Bayesian Models for Repeated Measures Data Using Markov Chain Monte Carlo Methods
Bayesian models for repeated measures data are fitted for three different data sets. Markov Chain Monte Carlo (MCMC) methodology is applied to each case with Gibbs sampling and/or an adaptive Metropolis-Hastings (MH) algorithm used to simulate the posterior distribution of parameters.
The first project models the variance pattern over 8 years and determines if the pattern changed between the before and after regulatory change periods. Companies were grouped into four groups based on market capitalization and on industry regulation. Block structures and linear models for variances were proposed to estimate covariance structures. Results: block variance-covariance structures with a linear model for variances within each group of years improved the model fit compared with basic structures.
The second project uses data for the “Cyber-enabled learning: Digital Natives in Integrated Scientific Inquiry Classrooms” project. The objective was to determine whether teacher professional development (PD) utilizing cyber-enabled resources lead to meaningful student learning outcomes measured by student end-of-year CRT scores for students with teachers who underwent PD. We used a Bayesian hierarchical model with latent teacher effects predicted by repeated measures on self-reported and observed instruments for PD teachers. Results: the Bayesian hierarchical model successfully predicted the teacher effects with selected instrument predictors using Bayesian variable selection.

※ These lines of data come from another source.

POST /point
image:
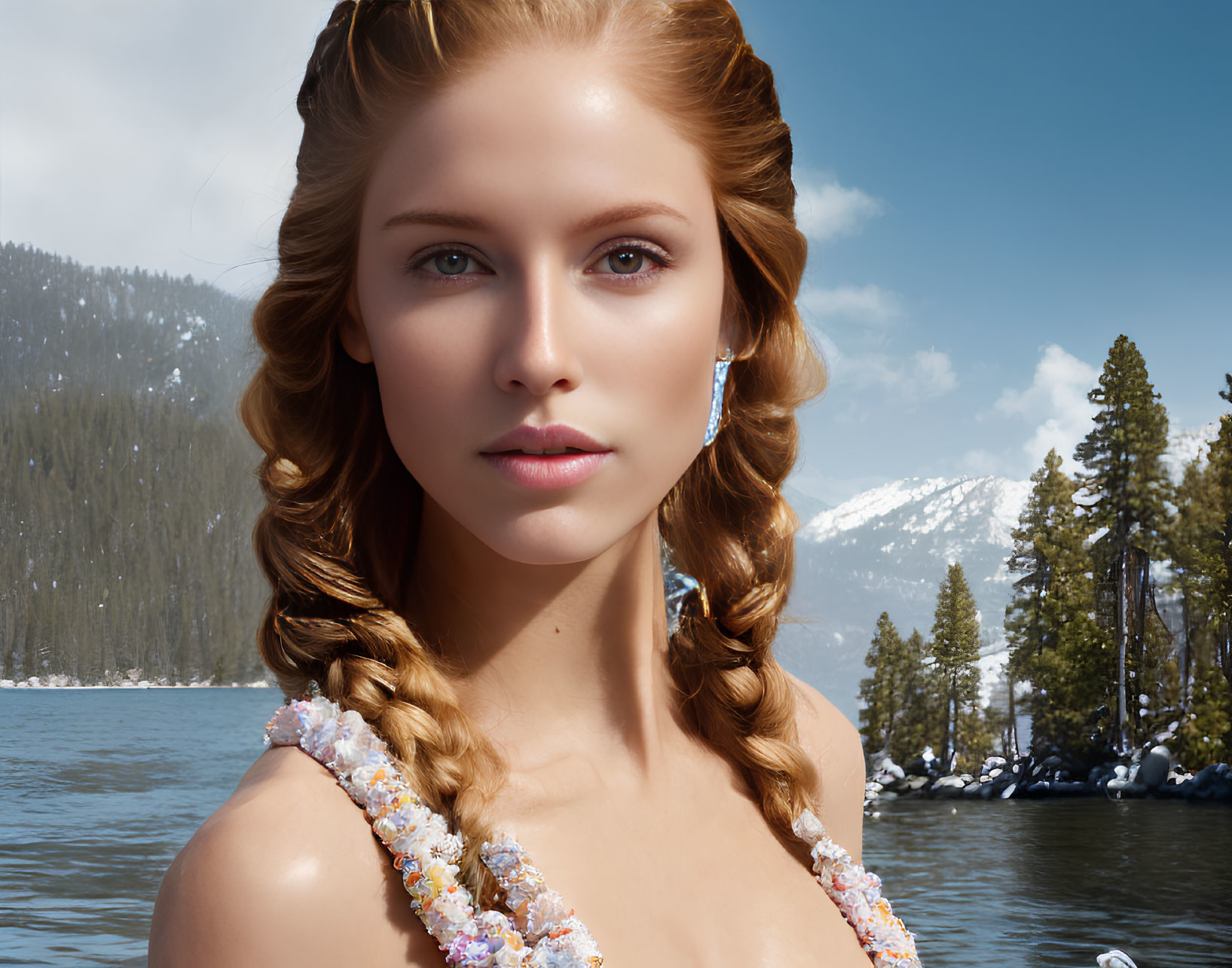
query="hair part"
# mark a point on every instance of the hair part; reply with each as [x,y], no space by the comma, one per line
[338,533]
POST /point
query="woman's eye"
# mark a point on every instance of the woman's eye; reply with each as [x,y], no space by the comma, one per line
[636,261]
[444,263]
[451,264]
[626,260]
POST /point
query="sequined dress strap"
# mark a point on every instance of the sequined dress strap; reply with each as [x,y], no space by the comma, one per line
[541,931]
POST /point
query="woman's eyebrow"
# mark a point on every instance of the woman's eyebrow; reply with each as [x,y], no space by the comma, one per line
[461,221]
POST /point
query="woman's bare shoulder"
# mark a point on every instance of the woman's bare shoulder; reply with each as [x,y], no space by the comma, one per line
[836,748]
[286,869]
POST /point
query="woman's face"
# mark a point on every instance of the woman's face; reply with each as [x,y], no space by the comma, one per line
[539,249]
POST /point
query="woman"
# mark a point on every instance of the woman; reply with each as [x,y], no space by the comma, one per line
[526,243]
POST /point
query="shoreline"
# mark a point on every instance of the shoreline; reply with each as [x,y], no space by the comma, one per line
[1142,774]
[36,682]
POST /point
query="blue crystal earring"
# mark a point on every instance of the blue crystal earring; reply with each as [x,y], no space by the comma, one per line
[716,397]
[678,587]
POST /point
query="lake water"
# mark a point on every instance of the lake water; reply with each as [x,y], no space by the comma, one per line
[100,789]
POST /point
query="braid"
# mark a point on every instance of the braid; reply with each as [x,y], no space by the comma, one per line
[339,530]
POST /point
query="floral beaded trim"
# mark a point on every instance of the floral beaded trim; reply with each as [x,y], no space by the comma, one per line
[858,894]
[545,935]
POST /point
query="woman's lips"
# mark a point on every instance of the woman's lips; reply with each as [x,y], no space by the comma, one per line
[576,456]
[547,471]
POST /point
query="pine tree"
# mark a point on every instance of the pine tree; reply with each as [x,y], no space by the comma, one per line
[955,652]
[882,694]
[1206,729]
[1125,490]
[1218,566]
[1055,643]
[922,719]
[1193,543]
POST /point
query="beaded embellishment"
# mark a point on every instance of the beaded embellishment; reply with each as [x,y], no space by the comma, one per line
[541,931]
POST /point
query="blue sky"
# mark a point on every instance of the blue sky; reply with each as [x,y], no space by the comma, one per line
[993,192]
[1038,175]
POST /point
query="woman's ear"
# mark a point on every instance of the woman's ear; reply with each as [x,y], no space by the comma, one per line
[351,333]
[731,331]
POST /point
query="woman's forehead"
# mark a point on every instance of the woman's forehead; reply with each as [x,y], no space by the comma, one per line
[539,133]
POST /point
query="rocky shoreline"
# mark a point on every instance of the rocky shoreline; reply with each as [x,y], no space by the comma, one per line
[1151,774]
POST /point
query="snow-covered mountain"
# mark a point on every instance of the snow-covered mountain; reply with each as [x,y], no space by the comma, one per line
[888,549]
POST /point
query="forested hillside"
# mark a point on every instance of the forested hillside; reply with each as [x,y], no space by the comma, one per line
[126,481]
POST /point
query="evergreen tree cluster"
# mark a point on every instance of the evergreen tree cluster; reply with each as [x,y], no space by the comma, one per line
[1102,669]
[126,489]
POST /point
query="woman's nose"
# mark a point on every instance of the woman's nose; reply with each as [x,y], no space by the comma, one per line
[540,329]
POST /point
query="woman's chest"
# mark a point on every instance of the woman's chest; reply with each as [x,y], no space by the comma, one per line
[688,884]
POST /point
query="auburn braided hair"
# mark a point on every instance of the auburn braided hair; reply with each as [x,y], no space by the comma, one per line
[338,531]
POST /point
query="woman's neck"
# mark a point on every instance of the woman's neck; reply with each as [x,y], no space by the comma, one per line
[552,661]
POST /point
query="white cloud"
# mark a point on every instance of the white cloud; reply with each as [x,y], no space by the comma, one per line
[1057,399]
[933,374]
[170,147]
[869,303]
[826,209]
[1187,445]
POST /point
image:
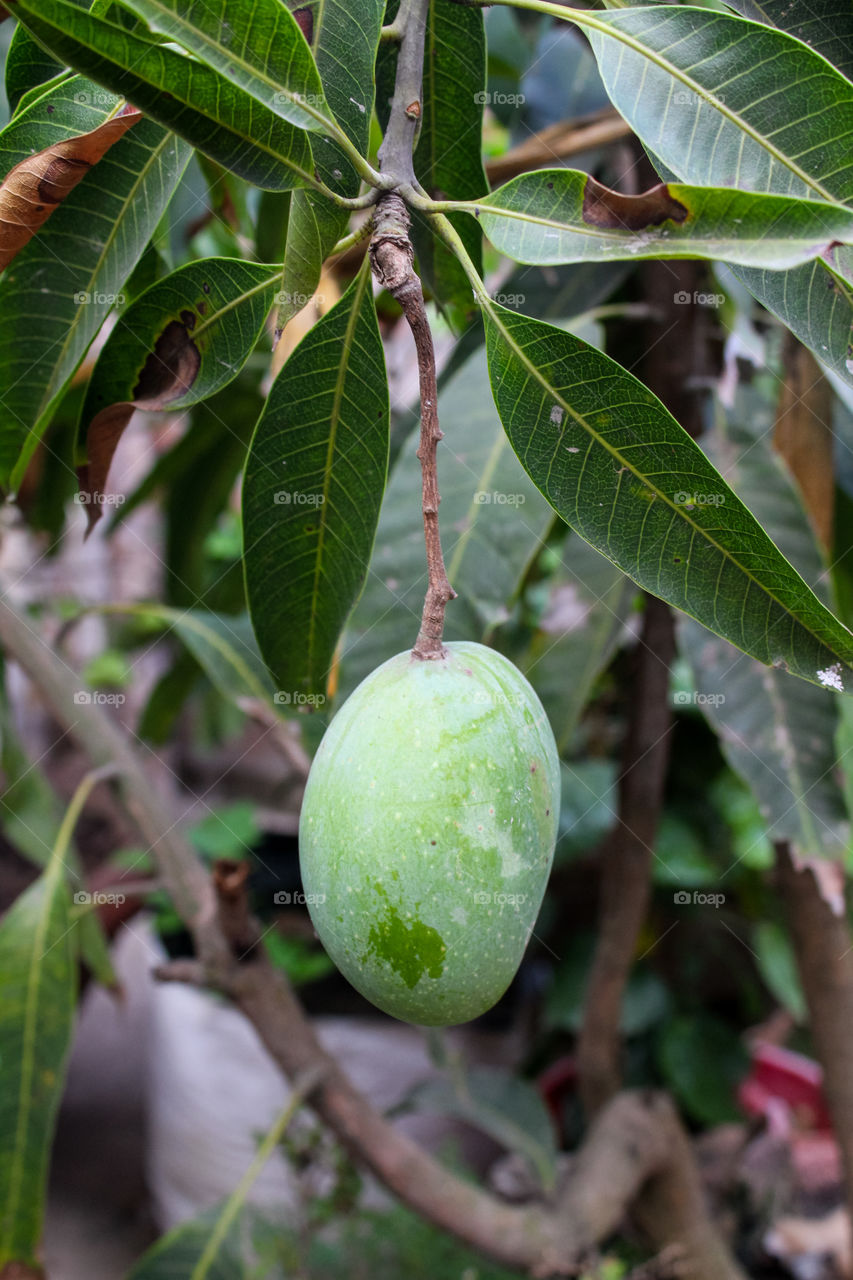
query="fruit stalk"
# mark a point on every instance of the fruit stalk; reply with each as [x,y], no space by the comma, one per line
[391,257]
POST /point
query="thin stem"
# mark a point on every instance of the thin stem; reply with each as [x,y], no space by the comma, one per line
[398,144]
[391,255]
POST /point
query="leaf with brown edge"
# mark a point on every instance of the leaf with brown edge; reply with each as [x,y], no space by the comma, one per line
[178,343]
[37,184]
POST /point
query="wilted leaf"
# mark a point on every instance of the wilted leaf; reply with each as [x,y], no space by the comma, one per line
[181,342]
[33,188]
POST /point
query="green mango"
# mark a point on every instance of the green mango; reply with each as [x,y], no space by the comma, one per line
[427,832]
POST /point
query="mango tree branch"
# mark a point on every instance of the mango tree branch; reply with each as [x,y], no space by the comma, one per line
[635,1141]
[391,256]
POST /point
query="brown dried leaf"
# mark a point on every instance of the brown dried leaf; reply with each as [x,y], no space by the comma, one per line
[37,184]
[168,373]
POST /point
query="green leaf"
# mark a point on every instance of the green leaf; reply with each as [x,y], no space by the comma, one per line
[500,1105]
[825,26]
[724,101]
[181,342]
[314,480]
[183,94]
[27,65]
[345,39]
[259,48]
[37,990]
[619,469]
[703,1061]
[778,734]
[589,602]
[492,524]
[214,1246]
[82,255]
[730,103]
[223,645]
[561,215]
[778,967]
[447,156]
[815,305]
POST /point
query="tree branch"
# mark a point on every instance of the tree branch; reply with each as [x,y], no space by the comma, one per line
[391,256]
[822,946]
[635,1141]
[626,859]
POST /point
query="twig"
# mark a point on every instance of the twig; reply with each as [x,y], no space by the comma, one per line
[391,255]
[626,858]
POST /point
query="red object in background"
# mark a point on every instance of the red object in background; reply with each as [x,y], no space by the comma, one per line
[787,1089]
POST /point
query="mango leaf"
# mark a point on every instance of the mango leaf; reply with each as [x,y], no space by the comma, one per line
[825,26]
[314,480]
[83,255]
[492,522]
[37,991]
[35,188]
[27,65]
[181,342]
[447,156]
[259,48]
[561,215]
[725,101]
[730,103]
[621,471]
[186,95]
[589,602]
[778,734]
[214,1247]
[500,1105]
[345,40]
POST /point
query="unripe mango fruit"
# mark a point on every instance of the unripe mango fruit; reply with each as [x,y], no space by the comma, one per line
[427,832]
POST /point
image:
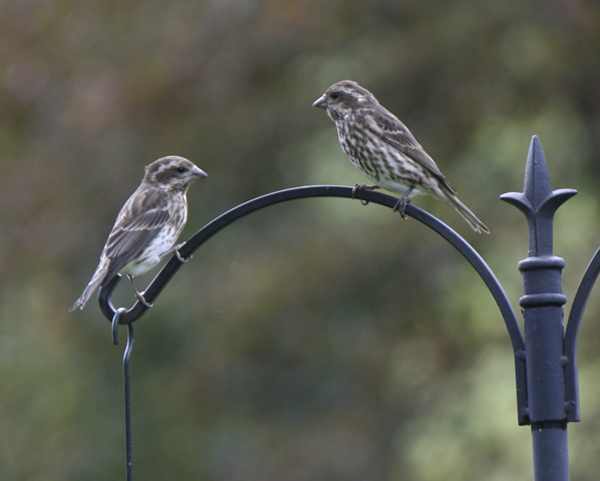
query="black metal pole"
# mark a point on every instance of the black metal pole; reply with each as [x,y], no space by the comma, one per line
[542,303]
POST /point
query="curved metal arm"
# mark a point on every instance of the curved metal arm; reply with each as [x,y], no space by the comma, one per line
[258,203]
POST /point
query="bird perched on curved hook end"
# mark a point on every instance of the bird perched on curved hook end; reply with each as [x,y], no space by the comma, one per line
[147,226]
[382,148]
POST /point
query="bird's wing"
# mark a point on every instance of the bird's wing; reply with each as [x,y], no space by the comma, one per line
[139,221]
[396,134]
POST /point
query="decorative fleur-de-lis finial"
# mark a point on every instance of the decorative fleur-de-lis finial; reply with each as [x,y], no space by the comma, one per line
[538,201]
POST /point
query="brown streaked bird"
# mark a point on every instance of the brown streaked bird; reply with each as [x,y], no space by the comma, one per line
[382,148]
[147,226]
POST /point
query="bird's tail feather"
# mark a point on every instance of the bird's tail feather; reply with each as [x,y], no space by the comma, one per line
[97,279]
[466,214]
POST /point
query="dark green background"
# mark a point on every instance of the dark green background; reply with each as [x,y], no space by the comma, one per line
[317,340]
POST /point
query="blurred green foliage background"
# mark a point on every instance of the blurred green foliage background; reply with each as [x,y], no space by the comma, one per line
[317,340]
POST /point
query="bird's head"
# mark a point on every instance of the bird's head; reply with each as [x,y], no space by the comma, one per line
[343,98]
[173,173]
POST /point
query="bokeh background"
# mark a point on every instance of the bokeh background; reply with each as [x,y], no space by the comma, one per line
[317,340]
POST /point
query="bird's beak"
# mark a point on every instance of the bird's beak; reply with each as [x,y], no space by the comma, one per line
[321,102]
[199,173]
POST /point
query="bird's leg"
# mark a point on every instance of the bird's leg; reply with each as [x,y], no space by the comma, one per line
[403,202]
[359,186]
[175,250]
[139,295]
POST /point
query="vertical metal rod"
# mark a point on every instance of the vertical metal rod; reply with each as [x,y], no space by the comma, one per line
[127,389]
[550,452]
[542,303]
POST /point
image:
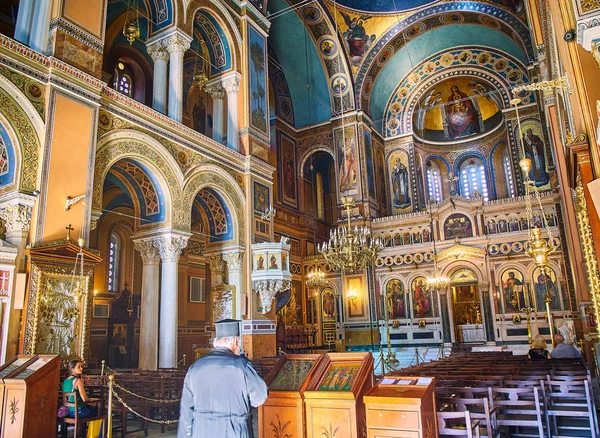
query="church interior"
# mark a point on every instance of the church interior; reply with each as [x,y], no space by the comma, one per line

The third project looked at the existence and dollar amount of healthcare expenditures for three 2-year periods for a group of subjects with the same health insurance plan. Bayesian two-part models with random effects were used to model how the likelihood of expenditures and the actual expenditures, conditional on positive expenditures, depended on Body Mass Index (BMI), adjusting for age, gender, and smoking status. Results: there was a strong correlation between the probability of health care expenditures and dollar amount spent given expenditures. Smokers had a higher risk of expenditures. The rate of increase on risk of health care expenditures for extreme BMI was greater in later years than in the 2-year baseline for nonsmokers, but high at all times for smokers.